Writing a computeVectorized function

Instead of writing a compute function in your node, you can choose to write a computeVectorized function. When using instancing, this function will receive a batch of instances to compute instead of a single one.

Indexing

The data associated to a given instance can be retrieved by providing an omni::graph::core::InstanceIndex. The data of the following instances can be either retrieved by providing at incremented omni::graph::core::InstanceIndex, but also by directly indexing the returned pointer. Indeed, the data of subsequent instances for the provided batch is guaranteed to be contiguous. This indexing is always relative to the “current active instance”: when the framework calls a node compute function, or its computeVectorized function with a batch of (or a unique) instance(s), it keeps track in the context of the “current active instance”, the first (or unique) one of the provided batch. In that context, calling any ABI function that takes an omni::graph::core::InstanceIndex will always apply the provided index as an offset to the “current active instance”. For example, proving omni::graph::core::InstanceIndex{0} to such an ABI will return the data for the first instance in the batch. Outside of the context of a compute function (like during authoring actions), the “current active instance” is actually not an instance, but rather refers to the “authoring graph”, the template used to create all instances. The authoring graph can be seen as a shared data structure, that can be used by all instances, in the same way than the static members of a C++ class. Inside compute, indexing is relative to the current active instance, but outside of compute, the current active instance will be the authoring graph, and indexing will be absolute. Some pre-defined constants can be used to precisely access what you want depending on the context in which the ABI is called:

  • omni::graph::core::kAccordingToContextIndex: this constant will target the current active instance. In the context of compute/computeVectorized, this is equivalent to omni::graph::core::InstanceIndex{0}

  • omni::graph::core::kAuthoringGraphIndex: This will target the “authoring graph”, the template shared by all instances. Outside of compute, this is equivalent to omni::graph::core::kAccordingToContextIndex

When using OGN, there is another layer of indexing on top of the context indexing: the entire OGN database can be shifted to the next instance in a batch by simply calling db.moveToNextInstance(). The current instance it is pointing to can be retrieved by calling db.getCurrentInstanceIndex(). All attributes accessed through the database will be the ones that belong to the instance pointed by the database.

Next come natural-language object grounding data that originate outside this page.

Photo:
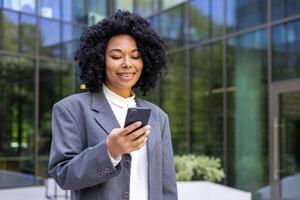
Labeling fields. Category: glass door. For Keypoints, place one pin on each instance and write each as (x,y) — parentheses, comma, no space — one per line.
(285,141)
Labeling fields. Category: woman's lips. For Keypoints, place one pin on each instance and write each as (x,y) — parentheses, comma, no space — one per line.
(125,76)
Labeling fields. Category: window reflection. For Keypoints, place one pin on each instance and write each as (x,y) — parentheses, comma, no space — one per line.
(50,43)
(243,14)
(174,101)
(146,8)
(248,125)
(56,82)
(28,34)
(16,121)
(172,27)
(283,8)
(50,9)
(207,100)
(286,51)
(10,23)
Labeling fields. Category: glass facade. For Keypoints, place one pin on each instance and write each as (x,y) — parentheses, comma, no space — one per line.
(225,59)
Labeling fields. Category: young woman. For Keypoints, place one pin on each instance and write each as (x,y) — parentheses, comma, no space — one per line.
(92,153)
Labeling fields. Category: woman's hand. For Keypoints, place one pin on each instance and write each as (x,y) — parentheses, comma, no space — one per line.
(124,140)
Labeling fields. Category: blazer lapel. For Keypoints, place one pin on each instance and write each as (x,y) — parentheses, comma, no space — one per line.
(105,116)
(154,131)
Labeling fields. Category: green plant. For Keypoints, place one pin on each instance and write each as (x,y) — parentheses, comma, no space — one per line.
(192,167)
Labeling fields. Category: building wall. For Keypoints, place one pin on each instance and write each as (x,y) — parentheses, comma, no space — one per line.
(223,56)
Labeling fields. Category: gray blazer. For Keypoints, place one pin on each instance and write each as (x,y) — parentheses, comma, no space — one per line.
(79,159)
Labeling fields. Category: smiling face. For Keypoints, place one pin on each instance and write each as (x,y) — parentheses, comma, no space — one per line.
(123,64)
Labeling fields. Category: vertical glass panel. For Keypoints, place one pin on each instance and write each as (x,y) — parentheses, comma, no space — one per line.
(28,34)
(286,51)
(207,100)
(50,43)
(10,23)
(80,13)
(285,8)
(67,10)
(11,4)
(170,3)
(146,8)
(50,8)
(67,41)
(16,121)
(56,82)
(199,20)
(174,101)
(289,145)
(96,10)
(28,6)
(247,114)
(242,14)
(124,5)
(172,27)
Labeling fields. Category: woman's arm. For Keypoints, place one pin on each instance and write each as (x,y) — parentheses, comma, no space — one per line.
(169,176)
(71,164)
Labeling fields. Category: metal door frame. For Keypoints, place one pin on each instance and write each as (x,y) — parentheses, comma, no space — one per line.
(277,88)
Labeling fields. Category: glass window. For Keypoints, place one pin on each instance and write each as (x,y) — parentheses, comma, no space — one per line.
(16,121)
(10,23)
(50,9)
(242,14)
(67,41)
(146,8)
(28,6)
(207,100)
(124,5)
(170,3)
(20,5)
(50,43)
(96,11)
(172,27)
(67,11)
(199,20)
(286,51)
(28,34)
(285,8)
(56,82)
(174,101)
(248,114)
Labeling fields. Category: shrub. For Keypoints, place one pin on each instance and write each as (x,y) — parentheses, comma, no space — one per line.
(198,167)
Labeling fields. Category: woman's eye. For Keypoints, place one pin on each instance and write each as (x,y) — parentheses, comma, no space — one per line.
(116,57)
(135,57)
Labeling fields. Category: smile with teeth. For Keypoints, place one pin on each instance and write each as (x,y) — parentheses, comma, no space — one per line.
(125,76)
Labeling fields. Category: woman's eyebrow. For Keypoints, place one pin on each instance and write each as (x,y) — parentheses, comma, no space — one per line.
(119,50)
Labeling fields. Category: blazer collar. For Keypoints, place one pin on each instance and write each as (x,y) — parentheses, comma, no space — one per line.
(105,116)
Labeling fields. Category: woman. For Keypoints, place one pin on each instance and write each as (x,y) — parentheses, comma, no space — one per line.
(92,154)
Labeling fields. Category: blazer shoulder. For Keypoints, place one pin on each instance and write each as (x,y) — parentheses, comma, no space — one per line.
(75,100)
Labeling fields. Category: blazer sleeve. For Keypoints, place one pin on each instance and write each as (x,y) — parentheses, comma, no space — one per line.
(169,175)
(71,164)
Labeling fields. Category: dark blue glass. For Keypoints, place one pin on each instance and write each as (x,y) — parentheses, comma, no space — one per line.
(286,51)
(199,20)
(10,23)
(28,6)
(28,33)
(242,14)
(50,9)
(67,11)
(285,8)
(50,38)
(247,97)
(172,27)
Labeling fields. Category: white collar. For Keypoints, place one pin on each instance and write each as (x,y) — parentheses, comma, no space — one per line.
(117,99)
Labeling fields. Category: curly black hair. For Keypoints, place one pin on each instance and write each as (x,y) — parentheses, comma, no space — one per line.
(93,43)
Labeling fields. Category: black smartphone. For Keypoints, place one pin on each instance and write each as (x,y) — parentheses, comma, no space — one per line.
(141,114)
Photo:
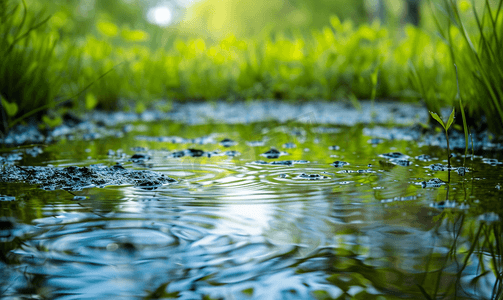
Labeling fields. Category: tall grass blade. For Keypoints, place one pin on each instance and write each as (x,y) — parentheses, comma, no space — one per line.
(451,119)
(44,107)
(436,117)
(461,107)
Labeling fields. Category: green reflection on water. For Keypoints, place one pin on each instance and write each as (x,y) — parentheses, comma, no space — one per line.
(368,227)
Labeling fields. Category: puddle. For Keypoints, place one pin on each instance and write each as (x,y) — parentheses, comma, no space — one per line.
(167,209)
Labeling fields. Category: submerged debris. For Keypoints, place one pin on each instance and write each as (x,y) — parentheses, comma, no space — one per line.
(77,178)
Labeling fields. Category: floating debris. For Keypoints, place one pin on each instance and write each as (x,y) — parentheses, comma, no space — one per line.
(178,140)
(401,162)
(339,164)
(423,157)
(434,182)
(394,155)
(232,153)
(491,161)
(461,171)
(326,130)
(188,152)
(489,218)
(273,153)
(228,143)
(289,145)
(282,162)
(256,143)
(438,167)
(449,204)
(375,141)
(77,178)
(407,198)
(312,176)
(7,198)
(260,162)
(301,161)
(139,149)
(136,158)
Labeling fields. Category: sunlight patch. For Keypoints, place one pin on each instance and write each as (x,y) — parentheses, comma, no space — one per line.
(160,15)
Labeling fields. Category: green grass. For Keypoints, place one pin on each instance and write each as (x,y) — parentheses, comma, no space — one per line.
(476,50)
(340,61)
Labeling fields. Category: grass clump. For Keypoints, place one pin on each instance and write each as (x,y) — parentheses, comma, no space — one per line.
(473,31)
(28,67)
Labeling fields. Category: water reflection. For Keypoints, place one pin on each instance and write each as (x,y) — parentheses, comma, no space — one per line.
(236,229)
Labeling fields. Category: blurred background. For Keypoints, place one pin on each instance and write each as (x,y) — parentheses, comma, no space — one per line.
(295,50)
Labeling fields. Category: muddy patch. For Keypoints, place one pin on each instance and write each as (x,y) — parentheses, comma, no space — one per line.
(77,178)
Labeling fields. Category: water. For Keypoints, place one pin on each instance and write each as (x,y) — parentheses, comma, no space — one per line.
(236,226)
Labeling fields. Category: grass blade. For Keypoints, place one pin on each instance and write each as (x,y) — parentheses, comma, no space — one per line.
(436,117)
(451,119)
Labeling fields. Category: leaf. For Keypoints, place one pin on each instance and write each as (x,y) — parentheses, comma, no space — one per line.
(10,108)
(107,28)
(423,291)
(91,101)
(451,119)
(436,117)
(52,122)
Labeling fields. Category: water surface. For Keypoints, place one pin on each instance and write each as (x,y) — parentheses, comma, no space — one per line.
(341,213)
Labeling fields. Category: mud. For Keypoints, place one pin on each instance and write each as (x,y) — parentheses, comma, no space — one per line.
(77,178)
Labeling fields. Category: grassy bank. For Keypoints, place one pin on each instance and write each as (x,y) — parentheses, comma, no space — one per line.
(43,64)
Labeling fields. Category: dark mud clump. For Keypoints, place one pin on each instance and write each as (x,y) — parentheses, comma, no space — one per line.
(77,178)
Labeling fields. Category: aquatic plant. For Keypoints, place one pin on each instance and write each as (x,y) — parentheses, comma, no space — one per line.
(477,50)
(446,128)
(28,67)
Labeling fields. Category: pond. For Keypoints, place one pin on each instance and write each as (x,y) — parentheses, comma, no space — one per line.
(264,210)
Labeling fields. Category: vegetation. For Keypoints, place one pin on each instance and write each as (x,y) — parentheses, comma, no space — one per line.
(46,59)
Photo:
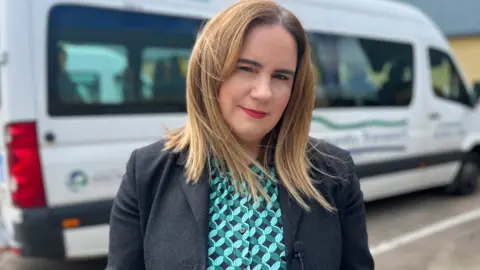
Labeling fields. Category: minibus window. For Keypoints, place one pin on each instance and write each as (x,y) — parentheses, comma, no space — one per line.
(360,72)
(446,82)
(105,61)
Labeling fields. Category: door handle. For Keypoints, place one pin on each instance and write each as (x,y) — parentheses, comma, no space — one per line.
(50,137)
(434,115)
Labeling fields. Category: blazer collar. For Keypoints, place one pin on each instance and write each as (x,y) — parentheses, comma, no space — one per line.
(198,195)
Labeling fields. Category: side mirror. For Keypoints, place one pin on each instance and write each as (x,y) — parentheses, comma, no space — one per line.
(476,92)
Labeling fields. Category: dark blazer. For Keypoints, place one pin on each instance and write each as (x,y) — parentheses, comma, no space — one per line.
(160,222)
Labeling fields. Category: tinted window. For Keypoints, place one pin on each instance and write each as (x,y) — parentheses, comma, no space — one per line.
(446,81)
(116,62)
(357,72)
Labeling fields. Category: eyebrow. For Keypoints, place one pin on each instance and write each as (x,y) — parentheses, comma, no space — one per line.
(254,63)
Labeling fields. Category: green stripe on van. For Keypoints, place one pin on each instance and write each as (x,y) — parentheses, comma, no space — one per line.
(361,124)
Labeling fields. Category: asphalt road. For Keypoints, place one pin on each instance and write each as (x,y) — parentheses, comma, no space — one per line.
(420,231)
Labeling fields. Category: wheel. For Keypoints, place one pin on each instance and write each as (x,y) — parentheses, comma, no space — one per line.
(466,181)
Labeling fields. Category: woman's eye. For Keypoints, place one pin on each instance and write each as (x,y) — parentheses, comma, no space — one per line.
(281,77)
(248,69)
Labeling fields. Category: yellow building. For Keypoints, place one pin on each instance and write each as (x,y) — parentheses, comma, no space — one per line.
(467,51)
(460,22)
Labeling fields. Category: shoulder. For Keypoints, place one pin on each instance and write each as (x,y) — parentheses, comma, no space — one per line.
(330,158)
(335,171)
(147,160)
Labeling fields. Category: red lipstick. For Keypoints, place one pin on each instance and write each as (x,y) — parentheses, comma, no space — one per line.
(254,113)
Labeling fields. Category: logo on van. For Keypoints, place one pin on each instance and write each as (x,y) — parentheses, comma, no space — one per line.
(76,181)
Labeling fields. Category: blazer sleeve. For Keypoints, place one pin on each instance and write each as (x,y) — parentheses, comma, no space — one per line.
(355,252)
(125,239)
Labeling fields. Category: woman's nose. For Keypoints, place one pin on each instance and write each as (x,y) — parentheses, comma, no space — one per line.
(262,89)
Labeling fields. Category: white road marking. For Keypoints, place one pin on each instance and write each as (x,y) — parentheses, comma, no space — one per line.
(424,232)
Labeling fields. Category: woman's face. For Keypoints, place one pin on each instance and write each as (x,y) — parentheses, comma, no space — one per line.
(252,100)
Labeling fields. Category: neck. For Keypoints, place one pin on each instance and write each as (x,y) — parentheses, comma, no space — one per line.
(252,149)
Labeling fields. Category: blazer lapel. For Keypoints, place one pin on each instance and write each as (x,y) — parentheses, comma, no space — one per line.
(197,196)
(291,215)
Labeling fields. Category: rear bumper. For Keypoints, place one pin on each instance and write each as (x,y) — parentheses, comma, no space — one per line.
(40,234)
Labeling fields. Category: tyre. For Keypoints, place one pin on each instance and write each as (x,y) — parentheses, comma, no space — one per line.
(468,178)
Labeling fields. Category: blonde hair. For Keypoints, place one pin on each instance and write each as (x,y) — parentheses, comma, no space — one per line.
(206,133)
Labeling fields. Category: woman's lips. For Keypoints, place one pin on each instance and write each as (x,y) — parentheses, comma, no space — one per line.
(254,113)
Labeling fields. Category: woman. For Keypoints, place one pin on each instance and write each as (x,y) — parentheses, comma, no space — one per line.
(241,185)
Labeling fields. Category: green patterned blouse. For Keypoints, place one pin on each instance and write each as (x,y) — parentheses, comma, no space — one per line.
(244,234)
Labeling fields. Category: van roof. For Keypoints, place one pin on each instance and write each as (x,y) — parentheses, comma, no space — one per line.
(390,8)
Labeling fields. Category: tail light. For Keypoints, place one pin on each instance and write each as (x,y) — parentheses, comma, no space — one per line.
(24,165)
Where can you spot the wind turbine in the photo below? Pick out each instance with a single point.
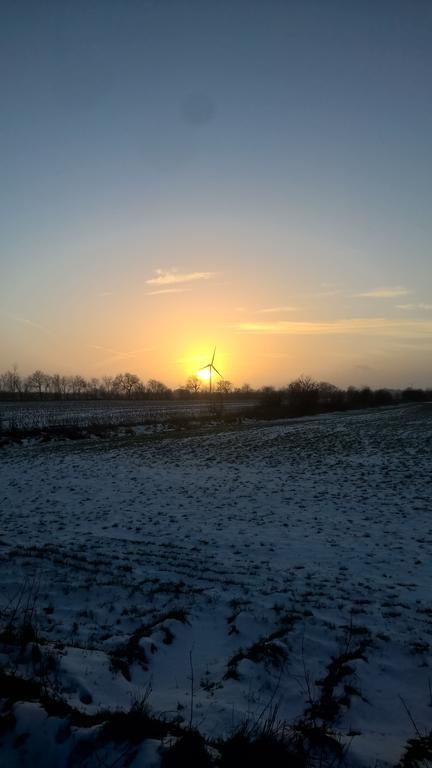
(211, 368)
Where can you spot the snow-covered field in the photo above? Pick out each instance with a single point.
(82, 413)
(218, 575)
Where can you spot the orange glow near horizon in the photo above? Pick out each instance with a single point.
(203, 374)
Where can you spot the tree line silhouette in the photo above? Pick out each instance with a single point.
(302, 396)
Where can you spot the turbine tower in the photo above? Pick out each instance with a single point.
(211, 368)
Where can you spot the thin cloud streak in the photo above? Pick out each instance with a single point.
(167, 290)
(171, 276)
(275, 310)
(378, 326)
(26, 321)
(117, 355)
(423, 307)
(383, 293)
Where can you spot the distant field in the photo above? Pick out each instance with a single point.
(285, 566)
(83, 413)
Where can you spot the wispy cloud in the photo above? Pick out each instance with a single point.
(167, 290)
(275, 310)
(26, 321)
(376, 326)
(171, 276)
(117, 355)
(384, 293)
(423, 307)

Writing an ABI computeVectorized

If not using the OGN, you can implement the following static method in your node, in place of the regular compute:

size_t computeVectorized(GraphContextObj const& contextObj, NodeObj const& nodeObj, size_t count)

When used in an instantiated graph, the framework may call this function with a full batch of instances, in which case the count parameter will tell how many instances are expected to be computed. In all other situations, count will be equal to 1.

There are 3 ways to access and iterates the attributes data of all the provided instances. Each one provides a different access pattern that returns the same data, and can freely be mixed to your liking. It really depends on the operation your node tries to perform and what is the best way to express it. For this example, let’s consider a passthrough node, which only purpose is to pass some data as-is. While such a node is useless, it allows us to focus on the subject at hand: accessing the instantiated data.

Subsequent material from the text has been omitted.